Of course this is just an overview. The details will vary from one business to another, and each of the elements above has its own tasks and challenges.

You may also have several orders running at once, at different stages. For example, you might be halfway through one job while signing a contract to start another.

But looking at this holistic outline helps you identify when to bill your customers for each job. The obvious point is right after fulfilling the sales orders. But this isn’t always ideal.


So when should you invoice?

It’s tempting to try to identify the right time by asking what’s normal for other businesses. That can certainly help, but what really matters is your business. Ask yourself these three questions:

  1. Why am I invoicing?
  2. When do I want to be paid?
  3. What’s the best way to achieve that?

The chances are your answers to the first two questions will be something like:

  1. Because I want to be paid for the work I’ve done!
  2. As soon as possible!

But question three is the important one, and it’s harder to answer. It’s here that you must use your unique knowledge – of your business, your customers and the market you operate in.
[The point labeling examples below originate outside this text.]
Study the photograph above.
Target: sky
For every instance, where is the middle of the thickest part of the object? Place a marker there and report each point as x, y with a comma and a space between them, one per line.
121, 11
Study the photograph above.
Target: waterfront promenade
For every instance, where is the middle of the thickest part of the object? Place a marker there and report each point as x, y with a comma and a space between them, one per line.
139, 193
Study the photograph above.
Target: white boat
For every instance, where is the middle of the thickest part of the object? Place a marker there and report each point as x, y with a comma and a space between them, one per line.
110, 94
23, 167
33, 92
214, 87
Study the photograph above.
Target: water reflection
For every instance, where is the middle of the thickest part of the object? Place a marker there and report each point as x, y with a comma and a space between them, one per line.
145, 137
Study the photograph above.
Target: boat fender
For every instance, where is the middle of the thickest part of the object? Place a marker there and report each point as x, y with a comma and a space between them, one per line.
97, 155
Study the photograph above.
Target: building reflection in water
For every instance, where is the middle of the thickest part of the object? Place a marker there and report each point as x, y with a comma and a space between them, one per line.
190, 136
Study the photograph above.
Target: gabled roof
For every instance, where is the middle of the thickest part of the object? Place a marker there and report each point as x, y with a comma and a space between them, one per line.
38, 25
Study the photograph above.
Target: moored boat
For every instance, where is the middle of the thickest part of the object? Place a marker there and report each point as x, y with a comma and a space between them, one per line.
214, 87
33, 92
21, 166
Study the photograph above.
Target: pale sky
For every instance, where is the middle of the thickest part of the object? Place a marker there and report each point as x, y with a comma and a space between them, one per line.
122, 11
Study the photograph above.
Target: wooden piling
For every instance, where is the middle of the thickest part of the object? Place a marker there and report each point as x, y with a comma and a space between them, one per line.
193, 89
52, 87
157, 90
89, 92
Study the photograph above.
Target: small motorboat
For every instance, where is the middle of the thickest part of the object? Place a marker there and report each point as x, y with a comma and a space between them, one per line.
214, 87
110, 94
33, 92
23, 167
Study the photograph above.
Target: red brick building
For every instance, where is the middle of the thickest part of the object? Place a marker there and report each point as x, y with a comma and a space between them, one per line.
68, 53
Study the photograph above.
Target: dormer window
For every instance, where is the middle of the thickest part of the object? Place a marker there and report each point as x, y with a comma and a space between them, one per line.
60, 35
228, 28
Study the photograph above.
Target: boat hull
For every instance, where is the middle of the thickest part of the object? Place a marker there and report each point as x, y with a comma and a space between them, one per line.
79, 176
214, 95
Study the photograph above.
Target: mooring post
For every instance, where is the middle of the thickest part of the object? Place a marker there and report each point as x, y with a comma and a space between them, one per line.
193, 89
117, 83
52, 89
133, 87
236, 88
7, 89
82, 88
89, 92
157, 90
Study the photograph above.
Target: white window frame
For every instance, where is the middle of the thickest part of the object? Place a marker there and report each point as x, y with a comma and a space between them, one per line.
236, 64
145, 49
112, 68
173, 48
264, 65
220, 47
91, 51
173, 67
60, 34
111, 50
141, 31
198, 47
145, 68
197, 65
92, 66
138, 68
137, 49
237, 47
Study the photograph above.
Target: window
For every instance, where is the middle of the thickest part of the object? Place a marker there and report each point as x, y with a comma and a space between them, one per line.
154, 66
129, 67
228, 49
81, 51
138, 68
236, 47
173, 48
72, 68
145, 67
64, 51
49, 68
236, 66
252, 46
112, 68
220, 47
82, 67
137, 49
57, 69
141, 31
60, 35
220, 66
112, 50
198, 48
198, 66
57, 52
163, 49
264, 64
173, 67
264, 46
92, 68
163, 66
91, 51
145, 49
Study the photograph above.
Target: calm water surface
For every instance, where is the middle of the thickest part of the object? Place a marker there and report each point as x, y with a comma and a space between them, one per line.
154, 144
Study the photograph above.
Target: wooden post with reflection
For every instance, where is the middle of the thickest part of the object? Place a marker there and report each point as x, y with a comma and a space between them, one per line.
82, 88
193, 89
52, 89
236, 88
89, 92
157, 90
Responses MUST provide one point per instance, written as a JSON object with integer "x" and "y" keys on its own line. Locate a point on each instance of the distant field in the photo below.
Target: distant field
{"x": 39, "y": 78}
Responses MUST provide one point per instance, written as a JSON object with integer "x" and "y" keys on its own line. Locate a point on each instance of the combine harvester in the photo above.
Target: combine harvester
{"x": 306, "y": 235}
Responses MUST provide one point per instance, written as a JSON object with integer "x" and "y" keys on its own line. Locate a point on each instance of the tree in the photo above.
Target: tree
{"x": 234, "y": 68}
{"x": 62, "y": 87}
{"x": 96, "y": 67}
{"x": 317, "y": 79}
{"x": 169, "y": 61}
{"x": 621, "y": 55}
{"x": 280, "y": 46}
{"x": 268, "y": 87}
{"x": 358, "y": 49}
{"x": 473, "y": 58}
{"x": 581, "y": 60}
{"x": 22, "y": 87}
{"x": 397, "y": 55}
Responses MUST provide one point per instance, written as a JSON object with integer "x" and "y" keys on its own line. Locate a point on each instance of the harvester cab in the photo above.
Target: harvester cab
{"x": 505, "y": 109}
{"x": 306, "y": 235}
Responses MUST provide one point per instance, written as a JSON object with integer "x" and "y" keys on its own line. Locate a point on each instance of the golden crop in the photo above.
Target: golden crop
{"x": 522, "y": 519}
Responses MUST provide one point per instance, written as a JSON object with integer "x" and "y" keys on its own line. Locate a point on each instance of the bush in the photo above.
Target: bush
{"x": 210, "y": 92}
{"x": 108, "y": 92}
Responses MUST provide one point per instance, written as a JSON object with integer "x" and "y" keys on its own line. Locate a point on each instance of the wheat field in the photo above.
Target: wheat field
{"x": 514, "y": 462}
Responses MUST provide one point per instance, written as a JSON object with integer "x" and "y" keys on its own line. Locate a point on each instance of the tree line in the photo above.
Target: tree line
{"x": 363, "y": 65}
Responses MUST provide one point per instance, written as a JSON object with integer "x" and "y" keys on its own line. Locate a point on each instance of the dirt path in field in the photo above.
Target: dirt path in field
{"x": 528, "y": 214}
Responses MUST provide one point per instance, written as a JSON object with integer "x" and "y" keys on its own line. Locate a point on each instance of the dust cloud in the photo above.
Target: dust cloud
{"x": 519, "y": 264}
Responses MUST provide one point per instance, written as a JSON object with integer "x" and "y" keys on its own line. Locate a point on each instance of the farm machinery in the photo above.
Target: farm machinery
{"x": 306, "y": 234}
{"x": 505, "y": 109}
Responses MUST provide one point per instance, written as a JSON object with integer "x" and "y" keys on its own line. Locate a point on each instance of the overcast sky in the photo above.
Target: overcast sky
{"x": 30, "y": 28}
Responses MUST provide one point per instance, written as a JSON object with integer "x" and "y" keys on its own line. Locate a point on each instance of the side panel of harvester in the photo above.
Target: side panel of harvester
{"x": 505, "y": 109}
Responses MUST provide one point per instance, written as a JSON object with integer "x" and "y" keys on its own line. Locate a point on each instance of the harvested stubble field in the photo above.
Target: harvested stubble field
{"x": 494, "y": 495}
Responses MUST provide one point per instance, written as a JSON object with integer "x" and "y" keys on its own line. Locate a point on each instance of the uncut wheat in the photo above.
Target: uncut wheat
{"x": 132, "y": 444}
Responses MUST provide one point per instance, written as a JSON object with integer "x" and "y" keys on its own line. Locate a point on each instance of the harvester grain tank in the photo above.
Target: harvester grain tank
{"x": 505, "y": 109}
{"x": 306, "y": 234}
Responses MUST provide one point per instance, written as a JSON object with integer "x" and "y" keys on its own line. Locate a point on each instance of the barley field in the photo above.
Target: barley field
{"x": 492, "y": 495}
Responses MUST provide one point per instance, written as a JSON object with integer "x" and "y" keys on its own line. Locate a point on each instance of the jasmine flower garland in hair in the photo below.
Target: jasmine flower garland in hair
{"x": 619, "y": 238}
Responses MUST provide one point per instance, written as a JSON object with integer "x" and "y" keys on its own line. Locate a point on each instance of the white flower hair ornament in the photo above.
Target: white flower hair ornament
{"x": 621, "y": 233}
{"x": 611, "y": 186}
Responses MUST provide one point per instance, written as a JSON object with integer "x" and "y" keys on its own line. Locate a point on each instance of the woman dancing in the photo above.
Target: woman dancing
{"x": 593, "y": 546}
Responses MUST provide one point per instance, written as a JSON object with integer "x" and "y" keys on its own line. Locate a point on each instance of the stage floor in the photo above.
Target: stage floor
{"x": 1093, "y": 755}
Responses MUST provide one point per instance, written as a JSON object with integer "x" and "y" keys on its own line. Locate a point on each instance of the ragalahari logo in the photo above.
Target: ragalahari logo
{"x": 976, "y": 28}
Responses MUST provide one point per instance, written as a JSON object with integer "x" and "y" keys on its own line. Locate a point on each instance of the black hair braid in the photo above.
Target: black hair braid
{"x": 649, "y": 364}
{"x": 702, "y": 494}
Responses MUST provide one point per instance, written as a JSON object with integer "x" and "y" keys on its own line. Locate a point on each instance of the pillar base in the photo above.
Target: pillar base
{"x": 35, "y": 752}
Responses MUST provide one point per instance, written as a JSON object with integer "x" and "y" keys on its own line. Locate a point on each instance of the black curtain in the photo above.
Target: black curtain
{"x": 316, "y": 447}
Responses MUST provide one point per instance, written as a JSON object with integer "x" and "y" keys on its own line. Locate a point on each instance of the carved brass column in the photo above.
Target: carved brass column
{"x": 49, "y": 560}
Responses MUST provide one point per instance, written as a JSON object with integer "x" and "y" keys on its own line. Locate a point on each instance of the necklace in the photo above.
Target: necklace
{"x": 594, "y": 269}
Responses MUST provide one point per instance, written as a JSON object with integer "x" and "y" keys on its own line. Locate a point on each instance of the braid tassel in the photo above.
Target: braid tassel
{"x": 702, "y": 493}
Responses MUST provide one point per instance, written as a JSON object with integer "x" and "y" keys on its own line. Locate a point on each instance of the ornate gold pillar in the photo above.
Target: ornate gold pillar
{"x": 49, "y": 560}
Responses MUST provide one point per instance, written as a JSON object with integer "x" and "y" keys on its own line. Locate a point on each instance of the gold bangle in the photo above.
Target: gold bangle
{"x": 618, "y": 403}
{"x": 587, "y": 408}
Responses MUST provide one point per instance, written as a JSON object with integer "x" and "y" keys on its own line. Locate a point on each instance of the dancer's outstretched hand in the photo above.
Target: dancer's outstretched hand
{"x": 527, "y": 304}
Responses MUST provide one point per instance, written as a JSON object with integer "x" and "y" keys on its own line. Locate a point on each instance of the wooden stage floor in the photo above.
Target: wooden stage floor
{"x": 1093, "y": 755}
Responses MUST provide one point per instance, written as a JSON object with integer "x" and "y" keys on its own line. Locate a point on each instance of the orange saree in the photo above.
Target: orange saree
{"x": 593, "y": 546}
Four suggestions for the ideal time to invoice

Use your knowledge and experience to determine when is the best time to invoice. If you do it too late you risk having to chase late payers, which will affect your cashflow. If you do it too soon you risk alienating your customers. Some of them may not appreciate demands for money before the job has been finished.

To avoid having too many late payers, it’s important to note that you should remind customers to pay on time. If you wanted to deter customers from paying later, you could always include a late payment fee on your invoice payment terms.

Here are some suggestions for when you might invoice. Only you can decide what’s right for your business – and it may take some trial and error to find the sweet spot. But these suggestions will point you in the right direction.

  1. As soon as the job is finished – literally
    This is common in retail. If someone wants to buy something from you, they must pay there and then. The exception is when you offer credit, either yourself or via a financial intermediary. But that’s a separate topic and is usually reserved for trusted clients or customers who you know will definitely pay.

    What works in retail can work in other sectors too. Get into the frame of mind that you deserve to be paid quickly for work that you complete quickly. This means you can fire off an invoice as soon as your work is done. Professional clients won’t mind because they value your services. They probably bill quickly too.

  2. Once the sale has been agreed
    Few businesses are able to invoice before the work has been completed. But there are exceptions. If you’ve been asked to fulfil a major contract that will involve a lot of time and materials costs, it makes sense to bill at the start. After all, you’re making a big financial commitment – and so should your client.

    It may not be practical to charge for the full cost of the job in one go. But it’s certainly fair to bill for up-front costs. For example, let’s say you’ve signed a contract to manufacture 1,000 items, or build a house. In both cases you will have significant raw materials costs.

    Don’t put your own business in a precarious position by taking on debt to cover those costs. Ask the client to cover them instead.

  3. During the work
    If the job is a long one, you can also invoice during the work. Identify milestones and agree these with your customer before you start. For example, you might ask for four regular instalments throughout the duration of the work.

    Businesses often go bust due to cashflow issues. One of the main causes of this is failing to charge promptly for major client costs. That’s especially true when the client then goes bankrupt or changes their mind – which happens all too often.

    Remember, the final product will be owned by the customer or client. The financial risk should be borne by them too.

  4. At regular time intervals
    This doesn’t mean bundling all your invoices together and sending them out at the end of the month. Many businesses still do that, but it makes little sense these days. Good accounting software will let you bill clients almost instantly. You can tailor the process to each client.

    If you complete a job in the first week of the month but only invoice on the 30th, your cashflow is being severely impacted. There’s no sense in working this way when there are good alternatives available.

    But it can make sense to bill each individual client regularly. For example, imagine you’re performing PR services for a number of different clients. Invoicing each client every week or every fortnight will keep the money coming in.